11
Nov 07

Hi, I am the feminist sitting next to you. Does that make you uncomfortable?

The smell of testosterone was in the air as I sat eating lunch next to a bunch of Oxford rowers. While trying to keep pieces of fatty meat from revisiting my plate I also had to listen to this:

Rower A:“Yeah, so I hear she’s no longer a feminist”

Rower B: “Heh heh, yeah. She’s found love and moved in with that guy”

Rower C: “Yeah, he’s brought her down a notch”

Rower B: “We must have knocked all her ideals out of her when she was here then”

Heh. Yeah. Oh, and I am just the feminist sitting next to you who can’t wait to have her ideals knocked out of her by one of her classmates.

Perhaps I missed something but last I heard feminism meant a belief in the equality of the sexes. So why did equality for women scare these 6-foot rowers? Were they worried that if feminists took over the world there would no longer be adult women dressing in school girl uniforms at their college parties? Or that their dog-eared and soggy stash of pornography would be destroyed by the female militia? Or, more simply, that their balls would be cut off?

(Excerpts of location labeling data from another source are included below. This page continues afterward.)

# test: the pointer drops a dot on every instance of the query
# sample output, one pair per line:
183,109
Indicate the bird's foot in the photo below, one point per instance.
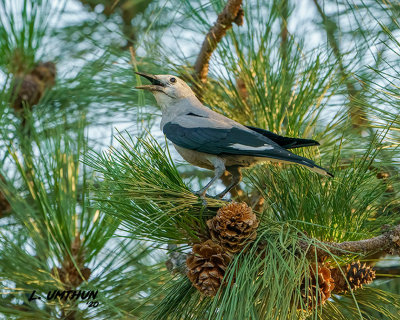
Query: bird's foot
204,195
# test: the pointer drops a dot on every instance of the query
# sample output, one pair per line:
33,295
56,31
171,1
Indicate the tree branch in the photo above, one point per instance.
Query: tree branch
388,242
232,13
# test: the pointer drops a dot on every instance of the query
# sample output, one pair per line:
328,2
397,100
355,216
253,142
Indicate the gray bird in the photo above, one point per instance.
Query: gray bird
210,140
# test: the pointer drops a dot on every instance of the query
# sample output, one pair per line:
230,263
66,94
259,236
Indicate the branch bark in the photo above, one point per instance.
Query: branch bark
232,13
388,242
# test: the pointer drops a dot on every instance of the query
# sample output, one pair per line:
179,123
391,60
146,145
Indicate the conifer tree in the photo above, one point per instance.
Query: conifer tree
97,215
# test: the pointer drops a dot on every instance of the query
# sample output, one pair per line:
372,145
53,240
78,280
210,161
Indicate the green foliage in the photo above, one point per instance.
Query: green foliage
143,189
128,201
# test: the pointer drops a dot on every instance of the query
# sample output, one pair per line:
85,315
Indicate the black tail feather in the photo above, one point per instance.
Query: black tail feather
285,142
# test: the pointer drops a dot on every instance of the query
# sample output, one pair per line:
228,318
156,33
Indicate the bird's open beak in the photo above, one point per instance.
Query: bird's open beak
156,85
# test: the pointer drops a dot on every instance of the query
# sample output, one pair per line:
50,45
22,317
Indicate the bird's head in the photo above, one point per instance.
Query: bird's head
166,88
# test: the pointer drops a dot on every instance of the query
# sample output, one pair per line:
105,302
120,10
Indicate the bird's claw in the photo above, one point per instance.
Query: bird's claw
204,195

These questions caused me to have a deep internal crisis over my mashed potatoes. Was it impossible to support women’s equality and still have a healthy relationship with men? I liked balls. Did that mean I was not a feminist? I liked sex. Did that mean I should not want women to earn the same as men? Damn, just like their friend, I was in love with a man. There goes my right to vote.

And why were these men rejoicing because someone no longer believed in the equality of the sexes? Would one rejoice if a friend became racist, pro-apartheid, or anti-Semitic? How did saying that someone believed in equality become an insult? You bloody tolerant non-racist! You nonsexist arsehole!

Although fortunately I didn’t much want to be friends with these rowers anyway, it is not just people like them who see feminism as something shameful. Sadly, many women feel just as uncomfortable with feminism as my rowing contemporaries. I can talk about fucking more easily with many of my female friends than feminism. In fact, when my friends even mention feminism it is often in hushed tone and accompanied by furtive glances over their shoulders. These are the same friends who will talk loudly and unselfconsciously about how horny they are. It would seem that feminism is the new f-word.

So why does feminism also scare so many of my usually unshakeable women friends? Do they think that women’s equality requires them to be like men and they like shaving their legs too much? Are they afraid men won’t find them attractive? Or do they feel alienated from certain aggressive branches of feminism and want to disassociate themselves from the actions of the radical feminists in the 1970s?

Perhaps the reason for this antifeminism sentiment can be attributed to everyone wanting to think that the work has all been done. If feminism no longer exists then that must mean that women now have the same political and economic rights as men, have access to the same resources and range of choices, and aren’t victims of gender-based violence. We can all live happily ever after. Perhaps this is true for some women but for many, particularly those in the Africa and the Middle East, unfortunately this is not the case.

All these thoughts buzzed and tapped like an insect against a window yet I sat quietly next to my rowing colleagues and let them continue their inane and chauvinistic chatter oblivious to my presence. I finally finished my meal and left the dining hall disgusted. With the food, my colleagues, myself.